To put yourself in a relaxed state, a new fragrance in the bedroom can work wonders. Especially when the body remembers this smell for a long time and finally associates it with a comfortable night’s sleep. Recommended scents for the bedroom are, for example, lavender or vanilla. But the smell of freshly washed laundry can also induce a pleasantly relaxed state.

4. Going to sleep at the same time

In almost every everyday life there is one or the other routine. Whether it’s going to work, coming home or cleaning the house at the weekend, body, mind and soul are trained for it at some point. This is also great for an evening ritual to help you sleep better. For example, it is always worth going to bed at the same time. Both body and mind remember this time the more regularly the ritual is performed. The result is that the body gets tired at exactly 9:00 p.m. or 9:30 p.m. and glides gently into the land of dreams.

5. A spoonful of honey before bed

Chips, chocolate and Co. are typical snacks for a cozy TV evening. Unfortunately, these are sometimes heavy in the stomach. Walnuts or a spoonful of honey, for example, are much better than bedtime snacks. The latter can also be enjoyed in a warm beverage such as hot milk or a soothing chamomile tea if needed. Honey contains glucose, which prevents the production of wakefulness hormones. Walnuts are high in tryptophan, which stimulates melatonin production.

6. Just a light supper before bed

Basically, it’s a good idea to stop eating too hearty or greasy food before bed. The introduction of a light dinner can also become a ritual. This is how the body knows that this is the last meal before sleep. It is also important that this evening meal is eaten at least 3 hours before going to bed. Otherwise it can happen that the digestive tract causes sleep problems.

7. Go offline after a certain time

Nowadays, most people are busy with their smartphones in the evening. Check an update on the social networks here, send a message there and quickly edit a photo of the dog at the same time. As a result, the eyes are constantly directed to the small display with the bluish shimmering illumination. This keeps your body awake. Therefore, it makes sense to simply go offline after a certain time and put the smartphone aside until the next day. The same applies to the television, by the way. If you sit in front of the TV for too long in the evening and follow your favorite series, you will often have problems sleeping. On the one hand this is due to the bluish light, on the other hand it is due to series or films that stir up the mind before going to bed.
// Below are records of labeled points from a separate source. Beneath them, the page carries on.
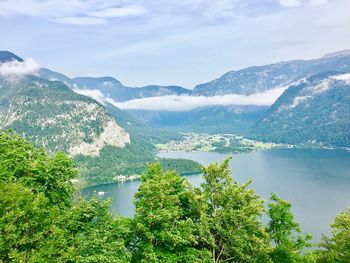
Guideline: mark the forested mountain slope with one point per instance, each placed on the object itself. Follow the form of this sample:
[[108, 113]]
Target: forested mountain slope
[[314, 111]]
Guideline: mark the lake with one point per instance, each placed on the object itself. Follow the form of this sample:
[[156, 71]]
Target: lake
[[315, 181]]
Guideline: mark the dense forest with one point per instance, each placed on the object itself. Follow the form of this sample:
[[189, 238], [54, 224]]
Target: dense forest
[[43, 219]]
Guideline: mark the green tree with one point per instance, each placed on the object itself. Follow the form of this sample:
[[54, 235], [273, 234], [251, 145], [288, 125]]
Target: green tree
[[21, 162], [285, 233], [164, 229], [230, 216], [337, 247], [38, 222], [25, 223]]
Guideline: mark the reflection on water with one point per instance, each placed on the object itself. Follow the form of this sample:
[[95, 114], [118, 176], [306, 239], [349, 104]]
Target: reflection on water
[[316, 182]]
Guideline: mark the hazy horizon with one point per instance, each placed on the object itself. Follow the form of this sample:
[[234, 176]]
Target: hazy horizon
[[181, 43]]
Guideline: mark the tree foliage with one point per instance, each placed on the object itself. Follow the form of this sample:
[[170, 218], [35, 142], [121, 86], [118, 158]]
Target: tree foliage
[[230, 217], [220, 221], [337, 247]]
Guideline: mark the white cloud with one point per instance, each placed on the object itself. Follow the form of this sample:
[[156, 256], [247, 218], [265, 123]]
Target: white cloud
[[318, 2], [291, 3], [17, 69], [95, 94], [120, 11], [185, 103], [77, 12], [83, 20]]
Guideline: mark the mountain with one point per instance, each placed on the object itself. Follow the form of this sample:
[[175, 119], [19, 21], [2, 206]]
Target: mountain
[[210, 119], [7, 56], [282, 74], [314, 111], [103, 140], [51, 115], [114, 89]]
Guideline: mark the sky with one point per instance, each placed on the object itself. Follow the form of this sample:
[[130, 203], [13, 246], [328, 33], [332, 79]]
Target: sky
[[184, 42]]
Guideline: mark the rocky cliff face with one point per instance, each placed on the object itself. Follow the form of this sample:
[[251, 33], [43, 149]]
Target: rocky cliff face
[[314, 111], [52, 116]]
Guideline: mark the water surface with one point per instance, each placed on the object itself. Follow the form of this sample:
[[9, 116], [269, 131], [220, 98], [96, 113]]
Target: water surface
[[316, 182]]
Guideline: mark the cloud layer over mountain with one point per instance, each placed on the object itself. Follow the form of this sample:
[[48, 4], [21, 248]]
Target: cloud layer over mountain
[[185, 102], [14, 69]]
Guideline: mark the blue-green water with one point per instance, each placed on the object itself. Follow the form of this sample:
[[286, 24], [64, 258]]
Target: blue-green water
[[316, 182]]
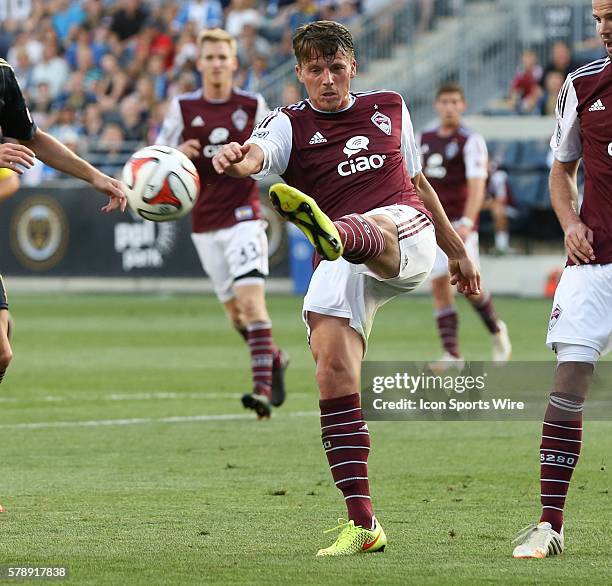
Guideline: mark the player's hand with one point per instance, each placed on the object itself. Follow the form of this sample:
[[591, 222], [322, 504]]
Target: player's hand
[[463, 232], [229, 155], [192, 148], [578, 241], [16, 156], [465, 275], [112, 188]]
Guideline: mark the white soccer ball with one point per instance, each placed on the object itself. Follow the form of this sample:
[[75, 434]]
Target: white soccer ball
[[161, 183]]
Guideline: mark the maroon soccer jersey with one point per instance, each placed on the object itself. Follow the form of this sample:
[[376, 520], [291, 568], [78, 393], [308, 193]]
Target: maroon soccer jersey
[[223, 200], [584, 129], [449, 161], [351, 161]]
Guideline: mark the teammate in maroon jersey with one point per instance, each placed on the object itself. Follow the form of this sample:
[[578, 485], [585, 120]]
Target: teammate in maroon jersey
[[228, 231], [357, 154], [455, 163], [580, 328]]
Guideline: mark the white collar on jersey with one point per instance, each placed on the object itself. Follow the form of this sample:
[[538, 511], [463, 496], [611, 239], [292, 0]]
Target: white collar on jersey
[[352, 99]]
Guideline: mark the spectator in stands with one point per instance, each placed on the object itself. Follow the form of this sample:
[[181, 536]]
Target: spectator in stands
[[52, 70], [156, 70], [66, 16], [75, 95], [250, 43], [525, 90], [560, 62], [552, 87], [42, 106], [23, 70], [203, 13], [241, 13], [303, 12], [111, 149], [133, 120], [113, 85], [291, 94]]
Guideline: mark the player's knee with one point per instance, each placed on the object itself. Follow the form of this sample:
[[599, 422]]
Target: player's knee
[[6, 355]]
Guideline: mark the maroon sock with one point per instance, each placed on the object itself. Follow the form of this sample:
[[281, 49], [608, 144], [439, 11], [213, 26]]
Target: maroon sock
[[346, 441], [487, 313], [243, 332], [448, 323], [559, 452], [362, 239], [276, 352], [262, 356]]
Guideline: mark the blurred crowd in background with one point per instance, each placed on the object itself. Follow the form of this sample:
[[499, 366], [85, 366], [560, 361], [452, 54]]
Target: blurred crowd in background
[[99, 74]]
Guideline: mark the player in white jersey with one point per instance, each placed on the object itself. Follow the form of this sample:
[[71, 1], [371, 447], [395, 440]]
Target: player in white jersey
[[370, 220], [228, 230], [580, 327]]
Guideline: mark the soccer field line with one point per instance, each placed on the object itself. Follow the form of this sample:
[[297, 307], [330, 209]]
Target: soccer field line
[[162, 395], [149, 420]]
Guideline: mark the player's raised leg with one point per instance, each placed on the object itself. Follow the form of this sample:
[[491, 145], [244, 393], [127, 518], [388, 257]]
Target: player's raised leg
[[338, 349], [359, 239]]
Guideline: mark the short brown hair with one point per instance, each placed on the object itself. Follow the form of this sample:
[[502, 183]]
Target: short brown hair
[[451, 87], [323, 38], [215, 35]]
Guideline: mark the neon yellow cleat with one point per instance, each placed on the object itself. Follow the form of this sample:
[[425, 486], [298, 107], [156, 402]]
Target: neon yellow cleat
[[303, 211], [354, 539]]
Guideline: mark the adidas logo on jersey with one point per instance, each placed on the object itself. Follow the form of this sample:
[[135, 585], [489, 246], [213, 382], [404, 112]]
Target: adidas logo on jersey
[[317, 138], [597, 106]]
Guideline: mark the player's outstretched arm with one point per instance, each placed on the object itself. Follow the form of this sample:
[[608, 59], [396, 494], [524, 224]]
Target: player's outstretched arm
[[564, 199], [462, 270], [56, 155], [238, 160]]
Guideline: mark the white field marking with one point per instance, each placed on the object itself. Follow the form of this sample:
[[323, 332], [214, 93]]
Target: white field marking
[[147, 420], [127, 397]]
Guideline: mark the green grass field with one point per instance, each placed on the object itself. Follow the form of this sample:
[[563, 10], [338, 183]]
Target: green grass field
[[151, 497]]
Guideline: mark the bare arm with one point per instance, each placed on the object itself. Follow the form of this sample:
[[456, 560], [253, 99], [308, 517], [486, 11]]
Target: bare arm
[[564, 198], [8, 186], [56, 155], [239, 161]]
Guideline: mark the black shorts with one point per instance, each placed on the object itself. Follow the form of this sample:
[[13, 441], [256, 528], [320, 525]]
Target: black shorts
[[3, 299]]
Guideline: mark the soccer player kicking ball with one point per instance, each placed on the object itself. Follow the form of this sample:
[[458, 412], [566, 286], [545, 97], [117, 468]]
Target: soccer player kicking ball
[[228, 232], [580, 327], [356, 156], [455, 163], [16, 123]]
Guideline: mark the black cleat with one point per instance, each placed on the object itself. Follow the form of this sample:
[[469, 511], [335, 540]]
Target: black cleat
[[278, 380], [259, 403]]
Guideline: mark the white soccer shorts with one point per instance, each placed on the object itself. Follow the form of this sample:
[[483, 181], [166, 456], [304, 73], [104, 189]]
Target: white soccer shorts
[[342, 289], [230, 253], [581, 312], [440, 268]]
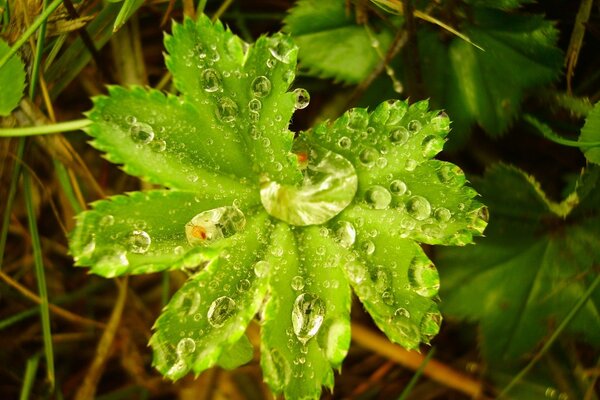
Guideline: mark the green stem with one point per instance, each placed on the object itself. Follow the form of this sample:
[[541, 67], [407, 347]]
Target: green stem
[[553, 337], [41, 278], [75, 125], [30, 31]]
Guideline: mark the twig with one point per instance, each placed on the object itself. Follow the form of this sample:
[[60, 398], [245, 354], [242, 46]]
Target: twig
[[435, 370]]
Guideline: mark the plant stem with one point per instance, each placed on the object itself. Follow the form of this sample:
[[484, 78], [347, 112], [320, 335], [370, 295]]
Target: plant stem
[[74, 125], [30, 31]]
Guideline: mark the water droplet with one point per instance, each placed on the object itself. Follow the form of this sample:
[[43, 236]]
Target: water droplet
[[220, 311], [418, 207], [158, 145], [185, 347], [345, 142], [399, 136], [261, 86], [307, 316], [368, 156], [261, 268], [414, 126], [215, 224], [139, 242], [297, 282], [378, 197], [227, 110], [423, 277], [210, 80], [432, 145], [397, 187], [302, 98], [329, 185], [367, 247], [141, 133], [254, 105], [345, 233], [442, 214], [107, 220]]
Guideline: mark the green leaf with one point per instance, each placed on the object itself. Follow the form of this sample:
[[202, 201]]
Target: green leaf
[[128, 234], [331, 44], [528, 273], [487, 87], [240, 91], [591, 133], [12, 81], [306, 322], [212, 309]]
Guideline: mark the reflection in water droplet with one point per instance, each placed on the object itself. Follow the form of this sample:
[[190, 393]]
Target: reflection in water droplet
[[302, 98], [215, 224], [328, 187], [423, 277], [307, 316], [220, 311], [378, 197], [139, 242], [210, 80], [418, 207], [345, 233], [261, 86]]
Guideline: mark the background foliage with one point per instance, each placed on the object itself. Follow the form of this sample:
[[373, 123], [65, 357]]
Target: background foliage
[[519, 80]]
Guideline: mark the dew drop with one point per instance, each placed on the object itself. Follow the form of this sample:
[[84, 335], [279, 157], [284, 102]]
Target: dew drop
[[378, 197], [302, 98], [261, 86], [210, 80], [345, 234], [139, 242], [297, 282], [307, 316], [211, 225], [141, 133], [423, 277], [418, 207], [397, 187], [227, 110], [399, 136], [220, 311]]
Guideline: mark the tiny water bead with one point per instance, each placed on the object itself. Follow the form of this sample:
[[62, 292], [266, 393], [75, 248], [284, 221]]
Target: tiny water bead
[[418, 207], [141, 133], [220, 311], [308, 313], [211, 225], [210, 80], [328, 187], [138, 242], [261, 86], [378, 197], [302, 98]]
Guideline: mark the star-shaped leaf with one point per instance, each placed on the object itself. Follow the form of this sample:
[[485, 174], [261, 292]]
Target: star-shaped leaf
[[270, 225], [537, 259]]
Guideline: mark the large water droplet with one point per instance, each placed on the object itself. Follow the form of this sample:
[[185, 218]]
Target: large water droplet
[[138, 242], [423, 277], [210, 80], [378, 197], [221, 310], [307, 316], [261, 86], [328, 187], [227, 110], [302, 98], [215, 224], [418, 207], [345, 233], [141, 133]]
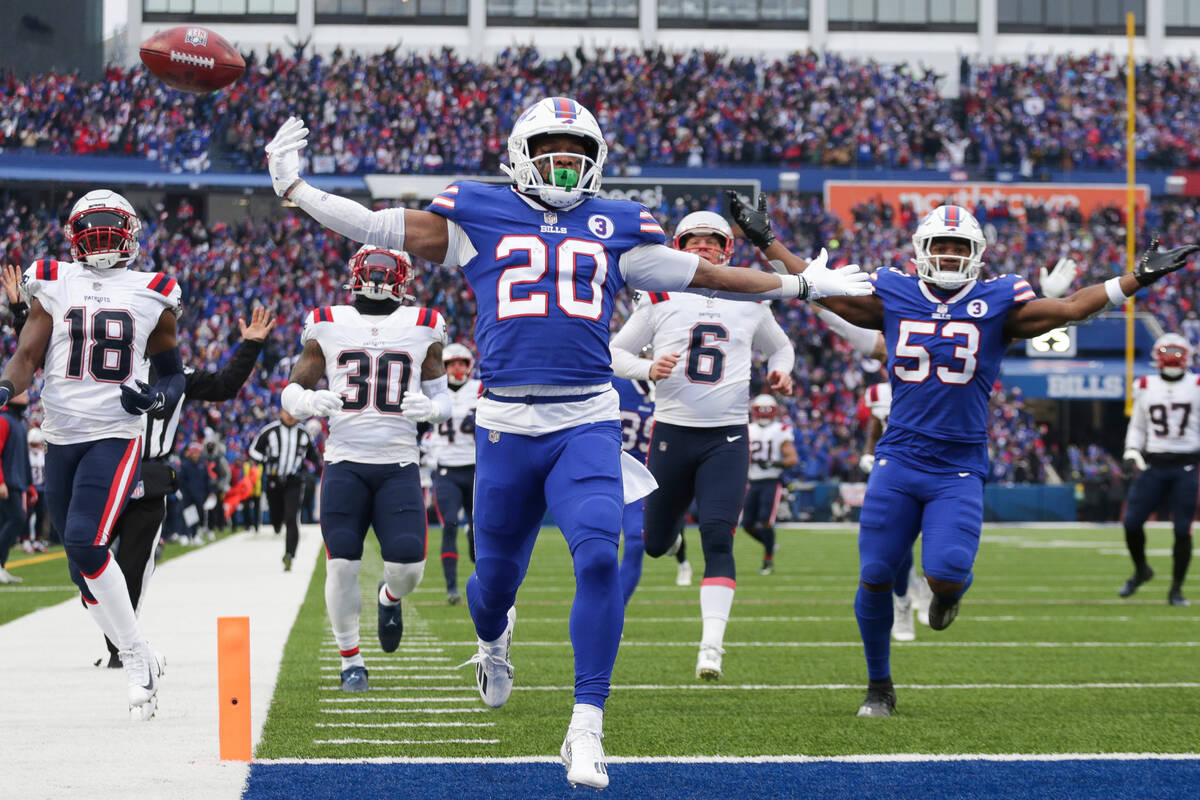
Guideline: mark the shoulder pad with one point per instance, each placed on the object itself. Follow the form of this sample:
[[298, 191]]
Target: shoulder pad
[[46, 269], [321, 316], [162, 284]]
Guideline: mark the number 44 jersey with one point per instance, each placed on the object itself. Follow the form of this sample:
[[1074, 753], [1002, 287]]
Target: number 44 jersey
[[102, 322], [372, 361]]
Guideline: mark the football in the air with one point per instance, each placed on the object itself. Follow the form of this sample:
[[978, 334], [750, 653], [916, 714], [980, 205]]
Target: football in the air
[[192, 59]]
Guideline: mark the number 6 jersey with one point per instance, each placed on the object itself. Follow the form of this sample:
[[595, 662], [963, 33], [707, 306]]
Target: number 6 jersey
[[102, 320], [371, 361]]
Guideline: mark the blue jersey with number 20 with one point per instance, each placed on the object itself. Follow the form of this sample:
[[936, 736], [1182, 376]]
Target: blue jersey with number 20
[[943, 356], [544, 281]]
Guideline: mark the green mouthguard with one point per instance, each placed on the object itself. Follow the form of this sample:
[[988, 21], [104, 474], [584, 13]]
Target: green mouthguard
[[565, 178]]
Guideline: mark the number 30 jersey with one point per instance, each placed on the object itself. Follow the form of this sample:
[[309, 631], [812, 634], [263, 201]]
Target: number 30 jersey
[[372, 361], [943, 356], [1165, 415], [102, 320], [453, 441], [715, 340]]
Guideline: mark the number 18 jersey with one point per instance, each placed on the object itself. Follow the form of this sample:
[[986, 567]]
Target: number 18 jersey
[[943, 356], [102, 322], [372, 361]]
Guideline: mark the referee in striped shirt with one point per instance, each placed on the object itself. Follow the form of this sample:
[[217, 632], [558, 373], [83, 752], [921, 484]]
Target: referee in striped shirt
[[282, 447]]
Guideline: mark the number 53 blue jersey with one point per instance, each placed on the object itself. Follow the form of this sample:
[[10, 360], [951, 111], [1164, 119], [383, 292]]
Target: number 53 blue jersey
[[943, 356], [544, 281]]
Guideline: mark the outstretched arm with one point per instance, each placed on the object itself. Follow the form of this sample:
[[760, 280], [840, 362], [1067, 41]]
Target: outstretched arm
[[35, 337], [1044, 314], [420, 233]]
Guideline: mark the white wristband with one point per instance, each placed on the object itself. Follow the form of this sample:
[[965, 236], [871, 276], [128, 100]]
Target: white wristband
[[1116, 295]]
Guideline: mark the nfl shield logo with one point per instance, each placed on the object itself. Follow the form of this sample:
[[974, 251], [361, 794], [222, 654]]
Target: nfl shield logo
[[196, 36]]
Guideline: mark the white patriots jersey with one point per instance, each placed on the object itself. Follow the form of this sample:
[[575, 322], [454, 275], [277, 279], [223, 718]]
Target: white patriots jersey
[[767, 450], [102, 320], [372, 361], [879, 402], [1165, 415], [453, 443], [715, 338]]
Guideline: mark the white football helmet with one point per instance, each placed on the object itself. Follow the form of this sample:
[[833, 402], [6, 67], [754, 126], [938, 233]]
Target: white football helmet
[[706, 222], [103, 229], [948, 222], [763, 409], [556, 115], [1173, 355]]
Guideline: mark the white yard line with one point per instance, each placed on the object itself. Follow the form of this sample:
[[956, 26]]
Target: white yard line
[[72, 735]]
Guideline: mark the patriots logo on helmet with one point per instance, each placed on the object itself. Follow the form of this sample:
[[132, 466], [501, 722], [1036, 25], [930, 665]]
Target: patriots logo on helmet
[[196, 37]]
8. Indoor plants for better sleep

Establishing indoor plants in the bedroom is less of an evening ritual and more of a furnishing issue . However, these have been proven to help with problems falling asleep and staying asleep. Fragrant specimens such as jasmine are used to calm and help with anxiety and excitement. Indoor plants also help to make the air in the bedroom cleaner and purer. It is much easier to fall asleep and sleep through the night when the room climate is pleasant.

9. Walk before bed

For dog owners, going for a walk before bed is often part of their normal evening routine. Both the fresh air and the light activity ensure relaxation.

10. Relaxation exercises

According to the DGSM (German Society for Sleep Research and Sleep Medicine) , problems falling asleep and staying asleep can be optimally alleviated and permanently improved through relaxation exercises, meditation or regular physical exercise. It is important, however, that the desired technique is best used under professional guidance the first time. In this way, interested parties can be sure that the exercises are carried out correctly. In the course of time, the exercises should be carried out daily – if necessary right before going to bed – so that the body can rest.

Tip : If you want to find out your individual sleep type, you can do an informative test here .

Crystal Waston MD

Crystal Waston has a degree in Cross Media Production and Publishing. At vital.de she gives everyday tips and deals with topics related to women's health, sport, and nutrition.